Before she knew what was up, she tumbled over the precipice and landed on her back with a smack. The air escaped her, knocked out by sheer force.
Polly clambered to one knee, staggered to her feet. A confusion of black uniforms and aimed assault rifles. Complex masks that covered the face, the pneumatic hiss and wheezed of filtration.
The next few minutes blurred past her in a hungover haze. She obeyed every order, followed every command down to the letter. Even the instructions that humiliated her. Polly stripped naked and let them seal her clothes inside a yellow back. They prodded and searched her body, investigated every laceration and bruise. Without so much as a hello, one of the faceless soldiers shoved a bundle of clothes into her hands.
“T minus two minutes ‘til takeoff.
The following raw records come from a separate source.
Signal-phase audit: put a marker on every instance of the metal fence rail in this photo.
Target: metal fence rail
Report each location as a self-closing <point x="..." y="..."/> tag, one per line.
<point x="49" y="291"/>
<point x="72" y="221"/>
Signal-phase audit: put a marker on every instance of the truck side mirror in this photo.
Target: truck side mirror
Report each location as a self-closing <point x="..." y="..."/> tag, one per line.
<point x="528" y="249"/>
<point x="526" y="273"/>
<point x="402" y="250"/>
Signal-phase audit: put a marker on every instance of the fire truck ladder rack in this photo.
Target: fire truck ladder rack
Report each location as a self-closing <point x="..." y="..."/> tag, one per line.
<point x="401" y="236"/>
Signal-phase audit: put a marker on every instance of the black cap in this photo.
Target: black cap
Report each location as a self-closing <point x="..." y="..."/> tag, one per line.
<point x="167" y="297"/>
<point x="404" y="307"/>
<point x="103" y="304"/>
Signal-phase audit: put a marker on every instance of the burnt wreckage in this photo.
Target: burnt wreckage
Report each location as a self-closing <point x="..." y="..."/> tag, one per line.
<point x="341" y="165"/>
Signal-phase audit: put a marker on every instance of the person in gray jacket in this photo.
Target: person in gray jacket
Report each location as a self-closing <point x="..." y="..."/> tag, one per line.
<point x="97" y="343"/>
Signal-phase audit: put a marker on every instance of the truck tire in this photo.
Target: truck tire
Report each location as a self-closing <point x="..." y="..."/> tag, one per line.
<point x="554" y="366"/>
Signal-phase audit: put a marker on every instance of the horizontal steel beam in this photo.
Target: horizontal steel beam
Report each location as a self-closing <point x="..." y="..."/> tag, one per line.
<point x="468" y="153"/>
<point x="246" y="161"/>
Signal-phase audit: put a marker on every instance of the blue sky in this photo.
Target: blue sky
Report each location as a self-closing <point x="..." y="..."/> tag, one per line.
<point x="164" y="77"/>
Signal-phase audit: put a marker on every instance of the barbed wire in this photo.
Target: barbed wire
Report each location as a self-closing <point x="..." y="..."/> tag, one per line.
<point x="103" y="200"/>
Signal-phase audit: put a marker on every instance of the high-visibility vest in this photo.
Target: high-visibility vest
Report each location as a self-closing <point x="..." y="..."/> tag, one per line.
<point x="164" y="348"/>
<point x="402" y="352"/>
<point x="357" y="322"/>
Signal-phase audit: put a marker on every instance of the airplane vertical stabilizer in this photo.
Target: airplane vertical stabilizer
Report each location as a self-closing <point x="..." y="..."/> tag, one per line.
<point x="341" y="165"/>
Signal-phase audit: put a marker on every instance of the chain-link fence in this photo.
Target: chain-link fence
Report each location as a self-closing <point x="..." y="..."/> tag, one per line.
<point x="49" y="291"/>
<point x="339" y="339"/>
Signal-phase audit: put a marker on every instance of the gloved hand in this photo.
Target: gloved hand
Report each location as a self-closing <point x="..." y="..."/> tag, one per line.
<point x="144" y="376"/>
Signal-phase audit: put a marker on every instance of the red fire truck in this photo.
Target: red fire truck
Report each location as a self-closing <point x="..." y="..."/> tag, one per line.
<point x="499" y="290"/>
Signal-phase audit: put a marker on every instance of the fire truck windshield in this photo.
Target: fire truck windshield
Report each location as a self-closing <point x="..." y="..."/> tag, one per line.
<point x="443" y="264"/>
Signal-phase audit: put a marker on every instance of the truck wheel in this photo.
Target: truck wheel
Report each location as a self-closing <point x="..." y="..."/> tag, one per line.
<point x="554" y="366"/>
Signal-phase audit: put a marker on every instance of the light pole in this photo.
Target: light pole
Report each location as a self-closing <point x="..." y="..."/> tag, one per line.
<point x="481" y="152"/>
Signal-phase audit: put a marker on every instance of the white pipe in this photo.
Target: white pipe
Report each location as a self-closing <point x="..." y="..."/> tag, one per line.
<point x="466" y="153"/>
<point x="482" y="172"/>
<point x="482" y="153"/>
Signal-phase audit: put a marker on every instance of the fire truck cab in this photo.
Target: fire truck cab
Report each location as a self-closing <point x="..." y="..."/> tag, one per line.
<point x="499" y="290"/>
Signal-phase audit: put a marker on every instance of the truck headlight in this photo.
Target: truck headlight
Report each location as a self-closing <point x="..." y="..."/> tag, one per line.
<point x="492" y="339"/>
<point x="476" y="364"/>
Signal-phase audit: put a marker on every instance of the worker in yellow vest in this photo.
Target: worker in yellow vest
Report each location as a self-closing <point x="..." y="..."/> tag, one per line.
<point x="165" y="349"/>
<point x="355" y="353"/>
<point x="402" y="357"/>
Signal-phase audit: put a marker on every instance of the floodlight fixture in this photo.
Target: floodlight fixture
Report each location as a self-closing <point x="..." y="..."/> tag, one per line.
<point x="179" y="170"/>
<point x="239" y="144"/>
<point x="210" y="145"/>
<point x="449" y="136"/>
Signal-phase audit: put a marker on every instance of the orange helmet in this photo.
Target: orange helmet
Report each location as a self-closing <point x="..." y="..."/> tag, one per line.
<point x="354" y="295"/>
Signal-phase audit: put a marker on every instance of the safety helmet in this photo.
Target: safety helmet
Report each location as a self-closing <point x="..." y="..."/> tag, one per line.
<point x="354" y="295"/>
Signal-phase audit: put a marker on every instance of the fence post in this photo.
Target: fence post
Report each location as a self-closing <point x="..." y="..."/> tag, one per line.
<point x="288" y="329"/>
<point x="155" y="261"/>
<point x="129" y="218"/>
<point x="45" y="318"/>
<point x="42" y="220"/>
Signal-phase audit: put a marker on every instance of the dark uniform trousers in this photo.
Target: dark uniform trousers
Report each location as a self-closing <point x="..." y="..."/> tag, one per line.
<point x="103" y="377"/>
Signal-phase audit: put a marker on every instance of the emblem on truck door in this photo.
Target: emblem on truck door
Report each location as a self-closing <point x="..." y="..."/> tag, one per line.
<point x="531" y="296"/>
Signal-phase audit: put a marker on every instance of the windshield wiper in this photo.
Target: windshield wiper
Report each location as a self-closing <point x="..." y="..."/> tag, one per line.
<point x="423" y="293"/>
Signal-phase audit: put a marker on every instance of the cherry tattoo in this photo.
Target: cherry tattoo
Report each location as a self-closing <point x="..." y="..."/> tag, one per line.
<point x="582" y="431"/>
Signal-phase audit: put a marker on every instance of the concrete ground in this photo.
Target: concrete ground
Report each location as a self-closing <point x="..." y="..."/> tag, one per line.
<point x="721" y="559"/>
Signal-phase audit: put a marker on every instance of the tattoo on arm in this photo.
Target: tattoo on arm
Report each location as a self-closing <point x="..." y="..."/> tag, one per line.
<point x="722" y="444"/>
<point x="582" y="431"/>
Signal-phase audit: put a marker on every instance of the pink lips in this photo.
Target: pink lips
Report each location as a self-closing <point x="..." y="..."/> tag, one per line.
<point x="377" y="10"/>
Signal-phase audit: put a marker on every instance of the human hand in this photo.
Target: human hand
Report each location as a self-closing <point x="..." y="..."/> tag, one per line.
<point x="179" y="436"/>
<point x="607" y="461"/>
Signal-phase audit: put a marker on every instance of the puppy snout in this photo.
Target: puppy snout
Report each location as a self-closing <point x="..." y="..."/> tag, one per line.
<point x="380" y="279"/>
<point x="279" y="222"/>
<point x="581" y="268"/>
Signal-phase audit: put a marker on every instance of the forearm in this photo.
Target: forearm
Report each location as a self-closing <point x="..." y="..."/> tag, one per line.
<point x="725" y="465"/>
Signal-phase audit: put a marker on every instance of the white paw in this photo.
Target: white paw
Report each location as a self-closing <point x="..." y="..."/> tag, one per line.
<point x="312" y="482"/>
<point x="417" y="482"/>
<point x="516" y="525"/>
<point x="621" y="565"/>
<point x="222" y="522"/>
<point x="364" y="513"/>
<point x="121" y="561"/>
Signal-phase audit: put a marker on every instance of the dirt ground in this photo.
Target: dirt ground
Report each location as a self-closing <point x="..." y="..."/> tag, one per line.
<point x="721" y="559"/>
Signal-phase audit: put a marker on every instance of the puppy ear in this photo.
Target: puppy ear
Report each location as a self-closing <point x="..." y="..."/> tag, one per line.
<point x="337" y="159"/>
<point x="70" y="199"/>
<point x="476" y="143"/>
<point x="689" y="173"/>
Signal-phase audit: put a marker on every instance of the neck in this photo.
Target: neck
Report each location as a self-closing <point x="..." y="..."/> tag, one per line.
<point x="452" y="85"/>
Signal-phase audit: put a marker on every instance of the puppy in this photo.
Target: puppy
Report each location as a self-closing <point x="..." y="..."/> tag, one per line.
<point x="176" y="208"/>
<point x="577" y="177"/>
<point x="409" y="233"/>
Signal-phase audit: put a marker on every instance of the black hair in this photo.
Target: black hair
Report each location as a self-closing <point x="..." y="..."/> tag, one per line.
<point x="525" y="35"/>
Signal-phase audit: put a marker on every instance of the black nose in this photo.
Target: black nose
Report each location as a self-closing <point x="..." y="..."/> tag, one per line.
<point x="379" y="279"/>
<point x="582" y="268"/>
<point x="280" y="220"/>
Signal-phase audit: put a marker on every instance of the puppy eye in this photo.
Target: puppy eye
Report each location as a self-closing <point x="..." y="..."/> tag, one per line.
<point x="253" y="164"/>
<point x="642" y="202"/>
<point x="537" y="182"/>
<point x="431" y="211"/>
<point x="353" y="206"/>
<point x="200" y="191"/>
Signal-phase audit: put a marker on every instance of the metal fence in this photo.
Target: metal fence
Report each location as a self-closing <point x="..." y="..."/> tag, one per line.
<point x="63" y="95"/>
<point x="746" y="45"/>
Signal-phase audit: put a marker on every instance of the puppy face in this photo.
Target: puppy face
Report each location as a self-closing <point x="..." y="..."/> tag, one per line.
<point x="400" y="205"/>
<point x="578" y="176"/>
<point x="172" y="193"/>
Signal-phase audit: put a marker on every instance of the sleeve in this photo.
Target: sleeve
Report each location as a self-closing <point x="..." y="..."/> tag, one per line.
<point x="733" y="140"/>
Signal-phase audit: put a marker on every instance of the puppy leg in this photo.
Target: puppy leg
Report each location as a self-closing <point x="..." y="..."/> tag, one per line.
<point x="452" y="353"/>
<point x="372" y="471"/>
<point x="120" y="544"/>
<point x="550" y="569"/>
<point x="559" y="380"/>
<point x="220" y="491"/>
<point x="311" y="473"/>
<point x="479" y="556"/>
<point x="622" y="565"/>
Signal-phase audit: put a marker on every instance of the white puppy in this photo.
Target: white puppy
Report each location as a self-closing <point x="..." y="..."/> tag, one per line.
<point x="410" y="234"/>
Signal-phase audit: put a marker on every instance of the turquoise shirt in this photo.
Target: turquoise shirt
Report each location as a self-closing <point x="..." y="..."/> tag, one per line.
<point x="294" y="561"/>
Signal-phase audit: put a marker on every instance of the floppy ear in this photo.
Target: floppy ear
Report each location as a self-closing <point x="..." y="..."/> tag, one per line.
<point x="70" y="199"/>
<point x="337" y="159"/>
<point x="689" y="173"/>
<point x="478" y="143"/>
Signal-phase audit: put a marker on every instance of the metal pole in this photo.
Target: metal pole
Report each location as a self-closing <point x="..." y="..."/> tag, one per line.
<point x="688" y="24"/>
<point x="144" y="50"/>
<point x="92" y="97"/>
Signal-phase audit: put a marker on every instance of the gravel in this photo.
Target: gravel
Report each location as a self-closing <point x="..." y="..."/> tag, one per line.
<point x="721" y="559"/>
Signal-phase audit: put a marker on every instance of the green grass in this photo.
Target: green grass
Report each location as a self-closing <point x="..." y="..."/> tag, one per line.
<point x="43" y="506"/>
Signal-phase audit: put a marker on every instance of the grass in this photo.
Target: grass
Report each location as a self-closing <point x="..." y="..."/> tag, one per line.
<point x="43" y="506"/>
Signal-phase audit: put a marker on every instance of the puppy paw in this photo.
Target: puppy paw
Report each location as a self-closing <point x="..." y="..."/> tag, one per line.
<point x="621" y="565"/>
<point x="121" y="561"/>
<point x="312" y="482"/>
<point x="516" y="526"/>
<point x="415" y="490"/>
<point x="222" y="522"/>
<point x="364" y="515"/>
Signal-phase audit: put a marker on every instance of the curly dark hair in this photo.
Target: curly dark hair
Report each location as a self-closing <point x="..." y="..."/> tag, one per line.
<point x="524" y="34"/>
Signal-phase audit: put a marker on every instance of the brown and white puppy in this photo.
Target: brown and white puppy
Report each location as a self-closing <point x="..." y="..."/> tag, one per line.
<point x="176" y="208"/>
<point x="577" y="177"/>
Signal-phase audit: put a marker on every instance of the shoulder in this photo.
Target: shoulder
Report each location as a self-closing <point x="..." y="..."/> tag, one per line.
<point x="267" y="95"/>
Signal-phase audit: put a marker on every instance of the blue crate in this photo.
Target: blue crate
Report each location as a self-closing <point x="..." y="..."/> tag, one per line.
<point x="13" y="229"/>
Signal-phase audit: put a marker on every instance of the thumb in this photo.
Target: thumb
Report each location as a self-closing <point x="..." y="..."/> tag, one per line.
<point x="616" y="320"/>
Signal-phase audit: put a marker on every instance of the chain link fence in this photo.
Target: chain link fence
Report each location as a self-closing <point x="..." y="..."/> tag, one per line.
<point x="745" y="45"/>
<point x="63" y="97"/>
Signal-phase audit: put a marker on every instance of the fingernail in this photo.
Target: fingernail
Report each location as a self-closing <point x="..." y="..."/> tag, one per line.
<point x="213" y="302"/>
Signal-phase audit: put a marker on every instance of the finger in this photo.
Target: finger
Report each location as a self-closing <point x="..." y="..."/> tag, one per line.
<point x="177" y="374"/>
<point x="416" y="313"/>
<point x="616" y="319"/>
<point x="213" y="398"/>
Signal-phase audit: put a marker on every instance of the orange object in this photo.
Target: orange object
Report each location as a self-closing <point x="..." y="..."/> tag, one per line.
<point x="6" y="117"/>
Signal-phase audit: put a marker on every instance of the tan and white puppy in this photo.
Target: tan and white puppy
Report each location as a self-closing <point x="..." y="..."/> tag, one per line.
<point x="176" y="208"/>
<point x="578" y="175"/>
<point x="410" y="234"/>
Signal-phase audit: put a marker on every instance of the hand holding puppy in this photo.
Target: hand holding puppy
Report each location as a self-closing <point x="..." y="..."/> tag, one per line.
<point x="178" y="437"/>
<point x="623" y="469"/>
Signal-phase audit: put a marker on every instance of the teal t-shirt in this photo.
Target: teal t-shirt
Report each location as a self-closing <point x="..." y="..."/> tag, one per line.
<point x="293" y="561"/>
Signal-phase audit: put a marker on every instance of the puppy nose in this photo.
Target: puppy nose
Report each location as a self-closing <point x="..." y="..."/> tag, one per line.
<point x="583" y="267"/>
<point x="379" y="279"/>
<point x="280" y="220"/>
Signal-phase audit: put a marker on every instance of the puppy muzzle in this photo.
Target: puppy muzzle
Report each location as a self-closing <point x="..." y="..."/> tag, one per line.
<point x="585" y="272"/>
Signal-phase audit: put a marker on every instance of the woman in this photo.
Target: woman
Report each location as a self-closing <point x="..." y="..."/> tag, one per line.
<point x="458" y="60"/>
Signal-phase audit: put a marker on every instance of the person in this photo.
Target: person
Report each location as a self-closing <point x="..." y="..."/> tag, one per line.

Hurry up ‘n’ get these on.”
A pair of black trousers and a black jacket. No underwear or anything to protect her from the rough material. But they gave her something. And they’d take her away from this hellhole. Away from Tilgreen. Away from home. Polly covered herself up and zipped the clothes shut. The heavily-starched cloth already harsh against her skin.
“Climb aboard,” said a faceless soldier. Might have been the one who gave her clothes, might have been someone different. Hard to tell, without the eyes visible.
“Thanks—” Polly glanced at the nametag “—Miller,” she added. She offered a polite smile, but the soldier didn’t respond. She climbed onto the rear cargo door and up into the hold. Other civilians — recognisable by the fear and weariness in their eyes — watched her. Their glares had the twitchiness of those who’ve left a warzone. The thought of social actions and idle chit-chat filled her with dread.
So, she turned and watched out of the window as the helicopter took off. The pilot wasted little time between Polly’s embarkation and the ascent.
Through the circular view hole, the crumbled remnants of the city continued to burn. The tower of smoke on the near horizon could only be Greywood. Reduced from a warm, happy place to live. To a literal hell on earth. Polly only hoped the inferno swallowed as many of the demons as possible, before it burned itself out.
Tilgreen held all her childhood memories. She’d grown up there. Went to all the Tilgreen schools, got her first job in the city. Granted, it had taken her friends, family, and everyone she’d ever loved. But it had also given her everything.
Didn’t the world retain a right to take back that which it has gifted?
“Goodbye,” said Polly. The ground lifted away. The overgrown grass danced and quivered beneath the wind from the Chinook’s rotors. Great circular motions carved in the greenness below, like waves upon the ocean.
And then they were up, high above the city that was.